Query with correct result:

SELECT count(*) AS COL3, SUM(TA2.refcount)
FROM ag_abortcode TA1, v_ag_hourlymaster TA2
WHERE TA1.abortcodeid=TA2.abortcodeid AND ( TA2.applianceid=1 )

Queries with wrong result:

SELECT count(*) AS COL3, SUM(TA2.refcount)
FROM ag_abortcode TA1, v_ag_hourlymaster TA2
WHERE TA1.abortcodeid=TA2.abortcodeid AND ( TA2.applianceid=1 )
GROUP BY TA1.abortcode, TA1.description

SELECT TA1.abortcode AS COL1, TA1.description AS COL2, SUM(TA2.refcount) AS COL3
FROM ag_abortcode TA1, v_ag_hourlymaster TA2
WHERE TA1.abortcodeid=TA2.abortcodeid AND ( TA2.applianceid=1 )
GROUP BY TA1.abortcode, TA1.description

Note that the join is done on a column that is set to a const value in the view.

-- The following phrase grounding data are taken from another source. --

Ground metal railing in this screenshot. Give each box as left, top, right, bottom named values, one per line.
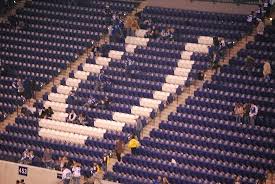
left=191, top=0, right=259, bottom=5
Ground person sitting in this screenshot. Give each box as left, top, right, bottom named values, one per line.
left=46, top=107, right=54, bottom=119
left=42, top=148, right=54, bottom=169
left=20, top=149, right=30, bottom=164
left=67, top=110, right=78, bottom=123
left=160, top=28, right=170, bottom=40
left=12, top=78, right=24, bottom=97
left=84, top=96, right=98, bottom=109
left=98, top=97, right=111, bottom=109
left=21, top=105, right=33, bottom=117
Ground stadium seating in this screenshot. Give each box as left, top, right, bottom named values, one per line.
left=105, top=6, right=274, bottom=184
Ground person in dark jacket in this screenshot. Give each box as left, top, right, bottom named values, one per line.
left=23, top=78, right=32, bottom=101
left=115, top=139, right=124, bottom=162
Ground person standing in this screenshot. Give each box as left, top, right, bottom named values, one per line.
left=249, top=103, right=258, bottom=126
left=128, top=135, right=140, bottom=155
left=234, top=103, right=244, bottom=123
left=135, top=120, right=143, bottom=140
left=256, top=19, right=265, bottom=35
left=162, top=177, right=170, bottom=184
left=263, top=60, right=272, bottom=80
left=115, top=139, right=124, bottom=162
left=243, top=103, right=251, bottom=124
left=62, top=164, right=72, bottom=184
left=72, top=162, right=81, bottom=184
left=101, top=154, right=109, bottom=173
left=42, top=148, right=53, bottom=169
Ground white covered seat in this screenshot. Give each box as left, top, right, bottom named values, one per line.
left=125, top=36, right=149, bottom=46
left=56, top=85, right=73, bottom=95
left=135, top=29, right=148, bottom=38
left=185, top=43, right=209, bottom=53
left=162, top=83, right=179, bottom=93
left=108, top=50, right=124, bottom=60
left=125, top=44, right=137, bottom=53
left=165, top=75, right=187, bottom=85
left=74, top=71, right=90, bottom=80
left=44, top=101, right=68, bottom=113
left=140, top=98, right=162, bottom=110
left=39, top=119, right=106, bottom=139
left=39, top=128, right=87, bottom=144
left=112, top=112, right=139, bottom=125
left=153, top=91, right=170, bottom=101
left=198, top=36, right=213, bottom=45
left=131, top=106, right=152, bottom=117
left=48, top=93, right=68, bottom=103
left=94, top=119, right=125, bottom=131
left=65, top=78, right=81, bottom=87
left=177, top=59, right=194, bottom=69
left=95, top=57, right=111, bottom=66
left=180, top=51, right=193, bottom=60
left=82, top=63, right=103, bottom=74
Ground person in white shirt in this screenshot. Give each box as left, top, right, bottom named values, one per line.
left=249, top=104, right=258, bottom=126
left=67, top=110, right=77, bottom=123
left=72, top=162, right=81, bottom=184
left=62, top=165, right=72, bottom=184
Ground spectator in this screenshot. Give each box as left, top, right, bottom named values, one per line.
left=20, top=149, right=29, bottom=163
left=128, top=135, right=140, bottom=155
left=12, top=78, right=24, bottom=97
left=247, top=11, right=253, bottom=23
left=89, top=163, right=102, bottom=184
left=135, top=120, right=143, bottom=140
left=256, top=19, right=265, bottom=35
left=67, top=110, right=78, bottom=123
left=244, top=55, right=255, bottom=75
left=84, top=96, right=98, bottom=109
left=153, top=176, right=163, bottom=184
left=46, top=107, right=54, bottom=119
left=234, top=103, right=244, bottom=123
left=263, top=60, right=272, bottom=80
left=59, top=156, right=68, bottom=171
left=98, top=96, right=111, bottom=109
left=168, top=28, right=176, bottom=41
left=32, top=154, right=43, bottom=167
left=249, top=103, right=258, bottom=126
left=115, top=139, right=124, bottom=162
left=171, top=158, right=177, bottom=164
left=72, top=162, right=81, bottom=184
left=162, top=177, right=170, bottom=184
left=234, top=176, right=241, bottom=184
left=62, top=164, right=72, bottom=184
left=23, top=78, right=32, bottom=101
left=142, top=19, right=152, bottom=29
left=42, top=148, right=54, bottom=169
left=101, top=154, right=109, bottom=172
left=125, top=59, right=135, bottom=77
left=21, top=105, right=33, bottom=117
left=124, top=16, right=134, bottom=36
left=212, top=52, right=220, bottom=71
left=243, top=103, right=251, bottom=124
left=160, top=28, right=170, bottom=40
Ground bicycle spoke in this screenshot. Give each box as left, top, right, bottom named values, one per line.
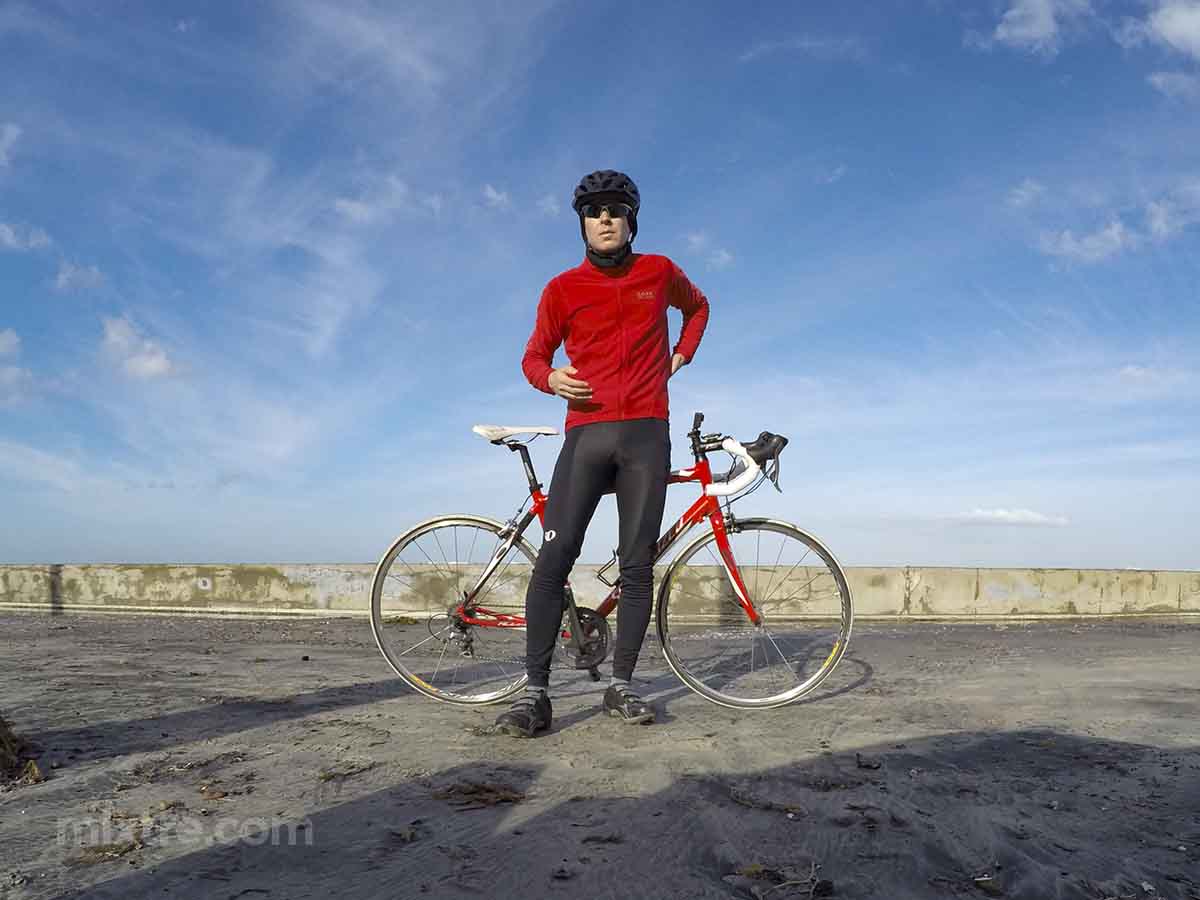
left=758, top=547, right=815, bottom=611
left=431, top=640, right=449, bottom=681
left=453, top=526, right=461, bottom=600
left=755, top=535, right=790, bottom=613
left=763, top=628, right=803, bottom=687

The error occurs as soon as there are two GROUP BY columns.

Another possible cause might be that statistics may be updated during bulk insert of data into ag_hourlymaster.

I wasn't able to reproduce this by just dumping the two tables and loading them into an empty database. I'm still searching for a simple test case.

Suggested fix:
The easiest fix would probably to disable JOIN_OPERATOR_IMPLEMENTATION and leave it at 'IMPROVED'. However, I don't know what side effects that would have.
[30 Nov 2005 8:29] Robert Klemme
DDL of tables and views

Attachment: ddl.sql (application/octet-stream, text), 4.99 KiB.

[30 Nov 2005 8:30] Robert Klemme
Queries

Attachment: query.sql (application/octet-stream, text), 589 bytes.

[2 Dec 2005 17:23] C.J. Adams-Collier
Hello Robert,

What is required to reproduce the issue?  Does it only happen after the database has been in heavy use?  Will it happen right after you create an instance?  Have you reproduced this problem on more than one system?  I'll plug your SQL into the loader and see if I can duplicate the errors.  It may take a couple of days, however, as I have some high priority issues on my plate right now.

Cheers,

C.J.
[3 Jan 2006 0:00] Bugs System
No feedback was provided for this bug for over a month, so it is
being suspended automatically. If you are able to provide the
information that was originally requested, please do so and change
the status of the bug back to "Open".